Liz Clements | Lifestyles Editor


Coffee is an ageless commodity. Existing since 1000 A.D, it has been the centerpiece of social, business and political gatherings, making this aromatic energy boosting drink take the spotlight during some interesting times in history. Yet there seems to have been an upheaval in the coffee house culture, where we are thrown into a whirlwind of stirrers, spilled cream and eavesdropping.

This new ruckus environment, which also includes the likes of Indie-rock music, poetry readings, and the endless “cuppa joe,” has become the local watering hole for the under twenty-one crowd. With the death of the soda fountain and the increase of minimum drinking age from eighteen to twenty-one in 1984, young people across America had to find a new party place where the drinks kept flowing and they could hang out to the break of dawn.

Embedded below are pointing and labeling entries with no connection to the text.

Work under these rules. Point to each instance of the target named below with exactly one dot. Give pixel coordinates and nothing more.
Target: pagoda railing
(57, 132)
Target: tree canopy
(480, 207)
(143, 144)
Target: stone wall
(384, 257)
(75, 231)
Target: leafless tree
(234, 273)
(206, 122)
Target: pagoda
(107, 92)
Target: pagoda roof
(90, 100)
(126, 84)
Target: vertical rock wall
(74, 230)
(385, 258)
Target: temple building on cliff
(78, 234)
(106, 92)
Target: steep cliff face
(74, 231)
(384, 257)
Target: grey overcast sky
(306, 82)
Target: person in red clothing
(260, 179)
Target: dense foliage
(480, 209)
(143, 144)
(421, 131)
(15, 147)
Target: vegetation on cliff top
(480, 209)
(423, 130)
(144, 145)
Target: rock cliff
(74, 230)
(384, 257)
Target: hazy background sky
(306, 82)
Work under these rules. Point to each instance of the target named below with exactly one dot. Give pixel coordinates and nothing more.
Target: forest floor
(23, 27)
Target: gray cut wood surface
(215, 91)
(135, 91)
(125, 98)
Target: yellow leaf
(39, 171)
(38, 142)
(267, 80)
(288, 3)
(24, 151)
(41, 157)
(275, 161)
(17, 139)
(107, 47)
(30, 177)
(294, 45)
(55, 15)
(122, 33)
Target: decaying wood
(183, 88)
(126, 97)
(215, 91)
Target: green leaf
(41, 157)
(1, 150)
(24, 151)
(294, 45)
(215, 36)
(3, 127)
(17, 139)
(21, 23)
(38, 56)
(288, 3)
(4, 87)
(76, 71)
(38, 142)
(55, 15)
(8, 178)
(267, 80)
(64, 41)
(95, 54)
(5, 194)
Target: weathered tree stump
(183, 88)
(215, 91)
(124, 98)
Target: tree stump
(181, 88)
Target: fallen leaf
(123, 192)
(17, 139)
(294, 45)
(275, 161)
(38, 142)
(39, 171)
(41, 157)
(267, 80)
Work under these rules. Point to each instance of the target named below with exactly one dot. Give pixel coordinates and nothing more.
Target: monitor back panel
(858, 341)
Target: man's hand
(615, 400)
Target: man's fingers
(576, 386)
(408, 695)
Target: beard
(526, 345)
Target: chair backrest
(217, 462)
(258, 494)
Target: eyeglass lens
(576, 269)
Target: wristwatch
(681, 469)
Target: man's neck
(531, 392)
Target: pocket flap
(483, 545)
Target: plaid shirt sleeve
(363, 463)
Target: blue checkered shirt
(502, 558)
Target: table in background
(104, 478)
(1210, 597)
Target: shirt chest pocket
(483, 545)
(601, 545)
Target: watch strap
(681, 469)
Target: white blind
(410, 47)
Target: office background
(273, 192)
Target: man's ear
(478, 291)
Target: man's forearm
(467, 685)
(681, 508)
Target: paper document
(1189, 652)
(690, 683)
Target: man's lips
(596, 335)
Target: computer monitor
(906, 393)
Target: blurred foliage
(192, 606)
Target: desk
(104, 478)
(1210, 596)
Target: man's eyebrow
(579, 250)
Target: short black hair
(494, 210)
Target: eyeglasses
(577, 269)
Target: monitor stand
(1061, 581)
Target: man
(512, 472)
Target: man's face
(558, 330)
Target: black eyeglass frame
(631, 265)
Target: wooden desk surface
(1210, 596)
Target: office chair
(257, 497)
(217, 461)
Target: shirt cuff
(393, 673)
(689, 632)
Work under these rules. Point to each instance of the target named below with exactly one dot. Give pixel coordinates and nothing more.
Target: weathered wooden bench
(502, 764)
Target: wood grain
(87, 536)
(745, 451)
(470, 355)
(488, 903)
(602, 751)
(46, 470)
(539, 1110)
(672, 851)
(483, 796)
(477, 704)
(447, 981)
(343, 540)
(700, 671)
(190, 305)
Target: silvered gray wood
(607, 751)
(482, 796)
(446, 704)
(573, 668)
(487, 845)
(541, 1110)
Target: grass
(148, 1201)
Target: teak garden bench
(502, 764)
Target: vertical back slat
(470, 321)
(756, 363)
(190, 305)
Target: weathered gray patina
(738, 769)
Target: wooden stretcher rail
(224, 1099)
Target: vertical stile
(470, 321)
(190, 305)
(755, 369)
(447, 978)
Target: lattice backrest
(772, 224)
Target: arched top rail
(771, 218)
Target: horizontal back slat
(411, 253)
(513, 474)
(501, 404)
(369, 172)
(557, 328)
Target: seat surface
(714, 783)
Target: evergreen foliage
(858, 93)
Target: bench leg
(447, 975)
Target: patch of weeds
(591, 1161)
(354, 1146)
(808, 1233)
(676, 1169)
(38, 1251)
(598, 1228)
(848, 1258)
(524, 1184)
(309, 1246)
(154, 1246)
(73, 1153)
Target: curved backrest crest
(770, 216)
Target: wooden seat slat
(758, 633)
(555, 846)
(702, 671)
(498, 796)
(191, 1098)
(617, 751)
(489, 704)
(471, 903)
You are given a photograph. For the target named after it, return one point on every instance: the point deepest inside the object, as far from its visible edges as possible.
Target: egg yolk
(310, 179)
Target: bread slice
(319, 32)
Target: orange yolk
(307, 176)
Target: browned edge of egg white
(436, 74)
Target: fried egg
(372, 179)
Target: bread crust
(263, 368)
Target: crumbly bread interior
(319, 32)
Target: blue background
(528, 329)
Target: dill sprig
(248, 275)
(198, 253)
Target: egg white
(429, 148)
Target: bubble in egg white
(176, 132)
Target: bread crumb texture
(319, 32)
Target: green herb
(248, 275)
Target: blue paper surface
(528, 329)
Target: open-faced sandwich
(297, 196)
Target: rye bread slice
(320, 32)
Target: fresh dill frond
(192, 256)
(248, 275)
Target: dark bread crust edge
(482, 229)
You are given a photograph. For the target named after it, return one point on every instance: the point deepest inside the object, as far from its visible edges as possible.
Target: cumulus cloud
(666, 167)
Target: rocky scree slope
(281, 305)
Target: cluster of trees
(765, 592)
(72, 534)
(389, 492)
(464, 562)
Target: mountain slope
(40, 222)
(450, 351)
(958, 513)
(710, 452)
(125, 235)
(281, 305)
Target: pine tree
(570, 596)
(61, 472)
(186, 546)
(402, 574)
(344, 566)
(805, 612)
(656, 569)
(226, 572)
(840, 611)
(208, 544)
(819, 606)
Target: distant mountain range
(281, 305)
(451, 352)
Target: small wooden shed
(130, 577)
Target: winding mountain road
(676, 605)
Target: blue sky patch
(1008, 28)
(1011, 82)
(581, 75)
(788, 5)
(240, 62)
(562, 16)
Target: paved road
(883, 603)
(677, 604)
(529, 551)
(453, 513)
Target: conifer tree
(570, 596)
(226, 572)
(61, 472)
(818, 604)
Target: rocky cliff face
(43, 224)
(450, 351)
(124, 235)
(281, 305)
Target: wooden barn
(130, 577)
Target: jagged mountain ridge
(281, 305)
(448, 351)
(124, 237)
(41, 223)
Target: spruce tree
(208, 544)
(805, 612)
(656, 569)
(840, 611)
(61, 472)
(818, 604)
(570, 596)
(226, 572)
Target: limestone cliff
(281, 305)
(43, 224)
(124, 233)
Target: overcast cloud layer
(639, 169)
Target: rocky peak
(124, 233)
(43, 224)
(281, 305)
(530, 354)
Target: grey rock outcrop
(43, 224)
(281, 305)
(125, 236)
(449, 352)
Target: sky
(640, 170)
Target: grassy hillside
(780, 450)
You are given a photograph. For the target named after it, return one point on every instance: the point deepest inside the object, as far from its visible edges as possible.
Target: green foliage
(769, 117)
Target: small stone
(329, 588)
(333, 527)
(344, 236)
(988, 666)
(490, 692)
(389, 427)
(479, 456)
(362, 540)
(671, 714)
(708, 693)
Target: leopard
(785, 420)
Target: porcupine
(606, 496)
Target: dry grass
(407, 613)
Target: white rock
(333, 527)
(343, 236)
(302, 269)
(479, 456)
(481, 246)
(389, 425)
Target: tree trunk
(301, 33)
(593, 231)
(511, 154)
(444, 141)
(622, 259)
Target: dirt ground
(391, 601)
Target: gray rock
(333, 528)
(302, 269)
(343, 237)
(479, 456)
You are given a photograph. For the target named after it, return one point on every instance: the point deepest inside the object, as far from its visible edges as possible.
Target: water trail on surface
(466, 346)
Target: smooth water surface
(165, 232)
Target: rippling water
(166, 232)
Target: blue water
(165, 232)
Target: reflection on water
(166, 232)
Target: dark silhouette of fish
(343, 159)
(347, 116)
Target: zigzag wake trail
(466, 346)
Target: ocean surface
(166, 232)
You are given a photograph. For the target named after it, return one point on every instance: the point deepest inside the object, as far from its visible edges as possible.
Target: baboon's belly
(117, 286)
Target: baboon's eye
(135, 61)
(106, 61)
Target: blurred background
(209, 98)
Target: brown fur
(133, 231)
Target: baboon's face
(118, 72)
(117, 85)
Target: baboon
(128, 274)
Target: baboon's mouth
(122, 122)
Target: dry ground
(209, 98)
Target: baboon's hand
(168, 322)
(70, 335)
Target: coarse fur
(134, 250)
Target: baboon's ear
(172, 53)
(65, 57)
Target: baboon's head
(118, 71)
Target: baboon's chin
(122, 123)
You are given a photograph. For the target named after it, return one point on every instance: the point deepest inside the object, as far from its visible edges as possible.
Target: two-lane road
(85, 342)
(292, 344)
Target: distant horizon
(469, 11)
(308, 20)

While coffee houses, cafés and diners have always been around, it is my estimation that this shift from a served cup of coffee in a ceramic mug to a Starbucks circus of paper cups, stirrers and various sugar packets happened around the late 1990s.  The National Minimum Drinking Age Act of 1984 increased the age limit to a nationwide age of twenty-one. With all new trends, it takes time to make things catch on; it takes approximately six to eight months for a new law to take full effect and enforcement. So while the adolescents of America were still trying to grab a brew, they were also brewing up a plan for when the tap was shut off for good. The immediate response was to drive across the border for a good night out, but with that came tolls, gas, border control, and eventually a crackdown on DUI.

Eventually this eighteen to twenty-one crowd starting hanging around diners and cafes, gathered around large tables drinking the endless mouthfuls of their “cuppa joe”. But this too didn’t last long. The hogging of tables, ruckus and $1.00 cups of coffee was costing businesses. This lead to the monopolization of the coffee industry.

In the late 1990s the fast food of beverages hit the big screen and the trend appeared in shows like Friends, Boy Meets World and Frasier. Before America knew what happened, adolescents took over these shops with their open-mic nights, art galleries, fancy European coffee drinks and vintage couches. The introduction of Wi-Fi Internet only made this phenomenon worse. Now, kids never had to go home. They could hit the local coffee shop right after school and stay all night.

The trend has proved to be too successful. Since the 1990s, children have been raised in this very environment. Many of us are growing up in the “Get it now” generation, a place where everything is high-tech, high- priced and high-energy. The casual cup of coffee is buried six-feet-under with VCRs and landlines. We are growing up in a generation where we pay the same price to drink a few shots of espresso that we do tequila.

While our parents’ generation tried to pick up the girl standing by the jukebox, I can flirt with the guy reaching over me for the sugar. While our parents told their woes and worries of the world to the bartender, I can have a life revelation during a poetry reading while I check my e-mail and write a five-page paper.

The world is a fast changing place and it’s these two things, coffee and liquor, that seem to keep the youth of the world grounded. Whether it’s a glass a wine after a stressful day, a latte after a long night, quizzo on Tuesday night or poetry on a Thursday, the pubs and coffee houses are gathering places for everyone to come together and talk.